Mathews makes four points in favor of separate blog domains from the SEO side:

  1. The absence of subject-aligned keywords embedded within the firm’s domain name hurts SEO. Like it or not, PetersononBrainInjury.com — all other factors being the same — will outperform PetersonLLP.com.
  2. The firm website is about the firm, as it should be. With multiple areas of practice, a law firm website’s incoming link text and other on-page factors can become so scattered that Google has trouble giving weight to the firm domain on any particular subject. Keeping a tight focus is a critical part of competitive SEO. That doesn’t mean that a practice page can’t compete in the rankings if we focus on the task; but for a law blog that wants to become a topical powerhouse, a single-subject and focused domain will outperform the firm website every time.
  3. Law firms websites’ link networks tend to be unfocused. Having a strong set of links (both incoming and outgoing) to similar subject websites is another measure of subject authority and relevance. Blog links have this attribute in spades, while firm websites rarely do.
  4. Links from practice blogs actually support the firm’s website. Strategically linking from blogs back to the sponsoring firm’s practice pages can help your SEO. But doing that from inside the firm website does not have the same impact. Blogs on their own domain have their own status with Google, including PageRank, a different set of incoming links, different signals of subject relevance, and so on. It might be an investment to develop the online presence for another domain name, but this is a question of building assets. Long term thinking says having two (or 22) strong website assets is better than having one.

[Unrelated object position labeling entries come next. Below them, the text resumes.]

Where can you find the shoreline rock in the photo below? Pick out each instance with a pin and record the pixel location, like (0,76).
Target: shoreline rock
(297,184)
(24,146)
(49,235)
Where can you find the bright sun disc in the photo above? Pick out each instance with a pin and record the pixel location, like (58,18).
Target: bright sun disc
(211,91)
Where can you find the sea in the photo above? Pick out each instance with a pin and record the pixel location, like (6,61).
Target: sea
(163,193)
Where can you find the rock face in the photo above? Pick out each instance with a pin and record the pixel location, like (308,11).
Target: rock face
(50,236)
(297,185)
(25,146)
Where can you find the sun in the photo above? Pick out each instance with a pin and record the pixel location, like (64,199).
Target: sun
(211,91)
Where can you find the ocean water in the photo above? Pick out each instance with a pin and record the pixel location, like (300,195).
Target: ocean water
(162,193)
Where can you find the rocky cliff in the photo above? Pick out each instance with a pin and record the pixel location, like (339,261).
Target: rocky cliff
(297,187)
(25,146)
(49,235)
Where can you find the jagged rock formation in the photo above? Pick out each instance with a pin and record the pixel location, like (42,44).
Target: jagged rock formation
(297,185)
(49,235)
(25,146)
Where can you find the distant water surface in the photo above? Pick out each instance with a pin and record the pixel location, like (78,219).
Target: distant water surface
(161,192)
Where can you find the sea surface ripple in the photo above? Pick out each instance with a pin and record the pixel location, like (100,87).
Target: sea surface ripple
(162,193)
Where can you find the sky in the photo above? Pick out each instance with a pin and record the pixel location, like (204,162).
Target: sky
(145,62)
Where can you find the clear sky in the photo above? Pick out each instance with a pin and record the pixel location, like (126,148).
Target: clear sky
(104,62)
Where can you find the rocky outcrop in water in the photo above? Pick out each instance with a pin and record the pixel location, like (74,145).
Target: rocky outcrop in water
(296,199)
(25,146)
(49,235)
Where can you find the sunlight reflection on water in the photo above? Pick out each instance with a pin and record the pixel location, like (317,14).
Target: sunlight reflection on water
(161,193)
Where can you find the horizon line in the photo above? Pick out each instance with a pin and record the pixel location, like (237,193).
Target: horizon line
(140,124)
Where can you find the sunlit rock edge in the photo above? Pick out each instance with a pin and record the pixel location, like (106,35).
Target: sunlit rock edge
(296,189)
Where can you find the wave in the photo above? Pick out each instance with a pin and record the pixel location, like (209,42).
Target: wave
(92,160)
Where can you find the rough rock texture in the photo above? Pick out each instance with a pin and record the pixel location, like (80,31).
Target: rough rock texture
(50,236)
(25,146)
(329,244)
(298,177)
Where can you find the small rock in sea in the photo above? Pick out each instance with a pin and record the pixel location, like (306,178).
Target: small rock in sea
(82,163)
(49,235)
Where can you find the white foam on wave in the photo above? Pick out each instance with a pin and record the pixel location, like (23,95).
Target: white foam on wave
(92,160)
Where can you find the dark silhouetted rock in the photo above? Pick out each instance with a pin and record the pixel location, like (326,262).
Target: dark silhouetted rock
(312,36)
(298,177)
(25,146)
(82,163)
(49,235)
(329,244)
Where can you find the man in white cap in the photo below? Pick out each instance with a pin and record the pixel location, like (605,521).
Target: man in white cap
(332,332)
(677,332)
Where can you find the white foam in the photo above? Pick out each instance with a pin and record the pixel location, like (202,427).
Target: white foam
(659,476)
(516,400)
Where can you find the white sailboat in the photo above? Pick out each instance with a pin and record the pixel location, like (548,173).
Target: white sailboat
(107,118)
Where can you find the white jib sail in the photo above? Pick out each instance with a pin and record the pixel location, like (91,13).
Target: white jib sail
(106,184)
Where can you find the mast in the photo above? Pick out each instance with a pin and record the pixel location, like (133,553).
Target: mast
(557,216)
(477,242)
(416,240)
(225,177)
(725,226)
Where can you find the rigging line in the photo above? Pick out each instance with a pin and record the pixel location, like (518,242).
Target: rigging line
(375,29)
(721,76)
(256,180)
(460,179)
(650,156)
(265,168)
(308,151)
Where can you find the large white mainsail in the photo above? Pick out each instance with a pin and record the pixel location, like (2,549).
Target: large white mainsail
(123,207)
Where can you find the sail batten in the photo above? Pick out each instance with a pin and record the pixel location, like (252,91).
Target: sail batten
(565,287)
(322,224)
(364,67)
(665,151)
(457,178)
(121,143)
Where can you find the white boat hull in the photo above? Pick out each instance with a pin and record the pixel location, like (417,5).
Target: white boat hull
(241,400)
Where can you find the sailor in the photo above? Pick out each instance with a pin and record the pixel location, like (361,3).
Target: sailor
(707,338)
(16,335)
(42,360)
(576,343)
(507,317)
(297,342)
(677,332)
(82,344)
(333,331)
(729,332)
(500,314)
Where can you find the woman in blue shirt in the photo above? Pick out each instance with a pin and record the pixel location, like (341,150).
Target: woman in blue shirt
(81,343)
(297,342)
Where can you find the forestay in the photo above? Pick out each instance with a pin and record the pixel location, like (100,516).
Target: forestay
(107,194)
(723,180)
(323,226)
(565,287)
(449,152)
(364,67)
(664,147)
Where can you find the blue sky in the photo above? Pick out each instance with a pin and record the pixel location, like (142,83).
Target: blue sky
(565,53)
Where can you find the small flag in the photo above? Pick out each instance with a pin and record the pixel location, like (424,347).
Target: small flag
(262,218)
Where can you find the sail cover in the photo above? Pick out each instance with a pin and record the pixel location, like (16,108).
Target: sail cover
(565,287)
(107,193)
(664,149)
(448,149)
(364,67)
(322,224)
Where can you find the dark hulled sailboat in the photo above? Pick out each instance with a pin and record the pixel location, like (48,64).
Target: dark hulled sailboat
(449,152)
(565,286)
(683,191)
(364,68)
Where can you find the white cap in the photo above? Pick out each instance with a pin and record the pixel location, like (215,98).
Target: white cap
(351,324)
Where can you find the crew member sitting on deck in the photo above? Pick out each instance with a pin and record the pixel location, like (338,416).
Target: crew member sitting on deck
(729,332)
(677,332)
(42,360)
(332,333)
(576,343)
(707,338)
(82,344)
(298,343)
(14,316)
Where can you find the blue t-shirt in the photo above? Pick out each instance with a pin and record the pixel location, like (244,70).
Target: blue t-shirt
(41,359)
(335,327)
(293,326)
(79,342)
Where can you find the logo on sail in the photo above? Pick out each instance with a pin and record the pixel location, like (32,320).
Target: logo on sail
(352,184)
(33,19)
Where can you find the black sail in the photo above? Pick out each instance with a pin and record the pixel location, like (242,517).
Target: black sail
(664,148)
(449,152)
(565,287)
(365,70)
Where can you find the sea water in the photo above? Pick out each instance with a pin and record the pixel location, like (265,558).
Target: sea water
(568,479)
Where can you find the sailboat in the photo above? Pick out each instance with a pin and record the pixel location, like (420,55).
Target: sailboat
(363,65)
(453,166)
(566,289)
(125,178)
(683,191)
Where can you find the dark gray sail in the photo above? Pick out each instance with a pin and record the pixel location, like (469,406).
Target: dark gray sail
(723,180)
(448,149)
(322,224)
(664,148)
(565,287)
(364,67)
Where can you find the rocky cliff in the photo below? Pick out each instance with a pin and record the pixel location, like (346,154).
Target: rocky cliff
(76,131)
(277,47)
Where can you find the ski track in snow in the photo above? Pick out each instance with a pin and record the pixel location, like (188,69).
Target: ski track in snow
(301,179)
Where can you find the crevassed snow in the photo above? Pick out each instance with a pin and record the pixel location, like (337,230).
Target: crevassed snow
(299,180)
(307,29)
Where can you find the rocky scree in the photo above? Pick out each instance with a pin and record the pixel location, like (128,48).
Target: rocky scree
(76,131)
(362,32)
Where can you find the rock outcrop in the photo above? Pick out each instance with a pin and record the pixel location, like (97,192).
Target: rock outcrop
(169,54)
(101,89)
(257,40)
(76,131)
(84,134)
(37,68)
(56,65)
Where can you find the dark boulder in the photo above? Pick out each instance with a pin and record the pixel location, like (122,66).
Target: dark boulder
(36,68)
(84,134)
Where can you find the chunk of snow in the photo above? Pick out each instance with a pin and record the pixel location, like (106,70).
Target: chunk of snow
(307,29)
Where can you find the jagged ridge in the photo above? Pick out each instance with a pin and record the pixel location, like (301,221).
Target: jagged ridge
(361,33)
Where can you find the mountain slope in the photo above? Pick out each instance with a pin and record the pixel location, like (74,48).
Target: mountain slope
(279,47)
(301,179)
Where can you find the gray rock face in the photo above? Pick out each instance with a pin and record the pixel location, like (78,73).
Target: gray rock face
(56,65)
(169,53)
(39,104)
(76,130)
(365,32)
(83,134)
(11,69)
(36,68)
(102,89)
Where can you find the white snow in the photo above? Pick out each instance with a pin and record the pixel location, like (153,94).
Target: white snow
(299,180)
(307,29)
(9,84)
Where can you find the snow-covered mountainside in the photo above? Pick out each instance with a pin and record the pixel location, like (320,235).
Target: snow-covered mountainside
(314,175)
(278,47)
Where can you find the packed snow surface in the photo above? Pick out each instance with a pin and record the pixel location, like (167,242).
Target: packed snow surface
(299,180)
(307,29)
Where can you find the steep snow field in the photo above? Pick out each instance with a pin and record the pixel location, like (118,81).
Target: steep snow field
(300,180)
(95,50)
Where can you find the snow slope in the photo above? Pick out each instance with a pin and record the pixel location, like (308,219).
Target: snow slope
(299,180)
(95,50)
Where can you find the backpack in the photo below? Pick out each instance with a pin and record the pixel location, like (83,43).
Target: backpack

In addition to SEO, Matthews raises a few common sense reasons to have your blog off of your law firm’s website.

  1. You must let your blogs and your bloggers shine. Let’s face it: burying five or ten blogs within the firm website often means just repackaging the firm’s newsletter content. Simply calling such repackaged content a “blog” doesn’t make it one. There must be a change in how lawyers approach their writing; the lack of personal opinion on a blog can kill its chance of success. Putting blogs under the firm website risks stifling the personality of the website and of the lawyers who are blogging.
  2. Mixing commercial and non-commercial commentary runs several risks. Blogs on a firm website will always appear tied into the commercial entity of the firm. This becomes not just an issue of optics, raising the question of whether bloggers are restricted from offering value-added opinion. It also runs an ethical risk: changing the nature of the firm’s content and tone with an internal blog may draw unwanted attention of some state ethics panels.
  3. A separate blog domain will have a better chance of building readership. Developing a blog’s readership is difficult at the best of times and will be more difficult within the confines of a firm website. A unique and memorable domain is a big marketing plus for any website, no less so for law firm blogs. Blogs on law firm websites don’t have that feature. Law firm website developers also tend to embed these blogs into their larger CMS product, frequently omitting the RSS feed and email alerts in the process. All of which is to say, blogging technology rarely gets utilized in a way that lets these blogs fully interact within the blogging community.

Matthews acknowledges there are counter arguments to having blogs live separate from a website, but “invariably, that scenario is not for firms with hundreds of lawyers and multiple practice groups.”

And in the case of all law firms, “For reasons of SEO effectiveness, but even more importantly, for the sake of the blog itself, firms should park it on the driveway and not in the garage.”

I spent a good deal of time further researching the issue last weekend and exchanging notes with authorities in the SEO field. Nothing swayed me that lawyers and law firms would be better off putting their blogs inside their website architecture.

I’m in agreement with Matthews that for law firms trying to achieve true client development benefits from blogging, that their law firm blogs belong outside the website.

On a side note, Steve Matthews blog, Law Firm Web Strategy, is an excellent resource on bringing web visibility to law firms. His blog has been in my RSS reader for years.